Welcome to a recap of Equity, TechCrunch's flagship podcast about the business of startups. This episode is packed with deals, antitrust insights, AI, and more.
First, Kirsten explained the recent court decision that brought some relief to Elon Musk.
Earlier this week, one of the many lawsuits Musk is facing over his firing of 6,000 Twitter employees following the company's acquisition in 2022 was dismissed. The lawsuit, filed by Twitter's former head of human resources and another former manager, alleges that Company X paid fired Twitter employees less severance pay than was promised in their contracts.
While this outcome may be good news for Musk, as Equity Pod points out, it doesn't put an end to his legal troubles: Musk is facing at least one other lawsuit from CEO Parag Agrawal and three other former Twitter executives, who are seeking $128 million in severance pay from Company X.
Next, Rebecca analyzed Microsoft's decision to decline observer status on OpenAI's board of directors, which will mean the AI company will no longer accept observers. While the established tech giant said it has made enough progress with OpenAI that it is “confident in its direction,” it's hard to imagine Microsoft giving up such a coveted position so easily. We believe the decision comes in the wake of ongoing antitrust investigations into the influence of large tech companies over emerging AI companies.
Becca then talked about Duolingo's deal to acquire Hobbes, a Detroit-based animation and motion design studio. It's interesting to see an acquisition happening at this stage, as Hobbes is a company Duolingo has worked with for years on several features, including Duolingo Music. Perhaps Hobbes was in financial trouble and needed a helping hand. Either way, Duolingo is calling this an acquisition-hire deal. Hobbes is not an AI company, but I expect we'll start seeing similar acquisitions of smaller AI startups as larger companies acquire AI startups they already work with.
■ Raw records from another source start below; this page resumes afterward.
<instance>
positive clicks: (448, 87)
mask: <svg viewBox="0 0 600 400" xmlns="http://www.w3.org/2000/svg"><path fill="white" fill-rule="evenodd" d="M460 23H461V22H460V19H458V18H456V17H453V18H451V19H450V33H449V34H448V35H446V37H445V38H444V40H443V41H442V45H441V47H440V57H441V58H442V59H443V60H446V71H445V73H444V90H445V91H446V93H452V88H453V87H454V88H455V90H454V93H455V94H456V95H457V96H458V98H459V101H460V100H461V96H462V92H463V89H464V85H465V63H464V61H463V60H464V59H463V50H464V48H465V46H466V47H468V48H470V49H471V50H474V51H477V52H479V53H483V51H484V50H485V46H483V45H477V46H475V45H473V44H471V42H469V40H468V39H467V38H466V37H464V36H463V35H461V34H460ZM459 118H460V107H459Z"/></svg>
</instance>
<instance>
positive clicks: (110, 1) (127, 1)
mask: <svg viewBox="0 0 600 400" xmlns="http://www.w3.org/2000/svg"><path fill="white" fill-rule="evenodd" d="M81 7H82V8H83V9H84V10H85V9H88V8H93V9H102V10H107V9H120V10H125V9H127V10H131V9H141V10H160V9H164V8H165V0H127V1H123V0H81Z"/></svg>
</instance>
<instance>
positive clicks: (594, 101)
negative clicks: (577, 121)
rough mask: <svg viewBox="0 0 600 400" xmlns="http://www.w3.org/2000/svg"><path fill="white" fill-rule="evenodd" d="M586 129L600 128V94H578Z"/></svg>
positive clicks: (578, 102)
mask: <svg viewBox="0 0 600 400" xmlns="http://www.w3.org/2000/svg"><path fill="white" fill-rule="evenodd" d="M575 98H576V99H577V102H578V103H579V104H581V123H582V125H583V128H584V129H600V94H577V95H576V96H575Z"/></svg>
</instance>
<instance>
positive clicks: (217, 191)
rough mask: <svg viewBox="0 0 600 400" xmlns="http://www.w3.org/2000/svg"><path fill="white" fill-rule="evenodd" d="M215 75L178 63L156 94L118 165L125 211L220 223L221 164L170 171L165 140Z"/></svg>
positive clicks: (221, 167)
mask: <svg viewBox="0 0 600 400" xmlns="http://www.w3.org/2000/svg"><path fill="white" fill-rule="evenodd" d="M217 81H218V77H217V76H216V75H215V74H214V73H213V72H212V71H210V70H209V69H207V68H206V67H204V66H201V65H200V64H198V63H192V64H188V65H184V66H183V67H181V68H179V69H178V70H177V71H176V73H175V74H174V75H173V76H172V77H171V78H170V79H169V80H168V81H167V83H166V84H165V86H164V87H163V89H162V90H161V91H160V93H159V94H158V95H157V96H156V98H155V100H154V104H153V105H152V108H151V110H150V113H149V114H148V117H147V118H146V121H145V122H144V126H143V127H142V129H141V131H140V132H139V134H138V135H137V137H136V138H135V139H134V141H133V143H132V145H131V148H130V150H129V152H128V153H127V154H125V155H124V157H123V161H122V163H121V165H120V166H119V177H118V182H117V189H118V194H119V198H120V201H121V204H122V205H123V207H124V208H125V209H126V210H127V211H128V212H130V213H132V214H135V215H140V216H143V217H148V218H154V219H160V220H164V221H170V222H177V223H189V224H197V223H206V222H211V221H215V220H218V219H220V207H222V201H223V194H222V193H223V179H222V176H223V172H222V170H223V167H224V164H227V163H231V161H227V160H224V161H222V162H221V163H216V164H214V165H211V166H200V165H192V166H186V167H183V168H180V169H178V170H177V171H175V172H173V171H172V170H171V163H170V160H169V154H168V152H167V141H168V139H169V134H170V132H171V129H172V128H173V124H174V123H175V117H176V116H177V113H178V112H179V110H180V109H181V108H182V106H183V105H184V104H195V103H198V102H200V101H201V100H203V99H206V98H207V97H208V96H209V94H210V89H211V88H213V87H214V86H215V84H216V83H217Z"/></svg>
Continuing without the founder
I've noticed a few articles recently exploring what happens when a company's founder or owner passes away. Today, Rebecca covered the story of Unseen Capital, whose founder, Kayode Owens, passed away shortly after raising $30 million in 2021. This VC's mission was to back early-stage healthcare companies launched by underrepresented founders. Pharmaceutical company Eli Lilly was one of Unseen's LPs, and brokered a deal for Seae Ventures to acquire Unseen's mission, as a move to protect its own investment while demonstrating faith in Unseen's mission. This is a good match, as Seae Ventures is also a diversity-focused VC firm.
Meanwhile, a recent TC article on deep tech funding caught Equity Pod's attention. The gist is that a recent survey of 30 deep tech VCs across eight countries found that highly technical CEOs are raising larger rounds. The survey also noted that pre-seed and Series A deep tech hardware rounds will be larger in size in 2023 than in 2022.
While the survey seems to paint a bright picture for tech CEOs, it doesn't paint a complete picture: For example, the survey's focus on Europe got Equity staff thinking about whether the same statistics hold true in North America.
And it followed rounds up to Series A. Equity Pod wondered whether the results would have changed for rounds beyond Series B. Additionally, it believes the rise of deep tech-focused funds could also play a role here.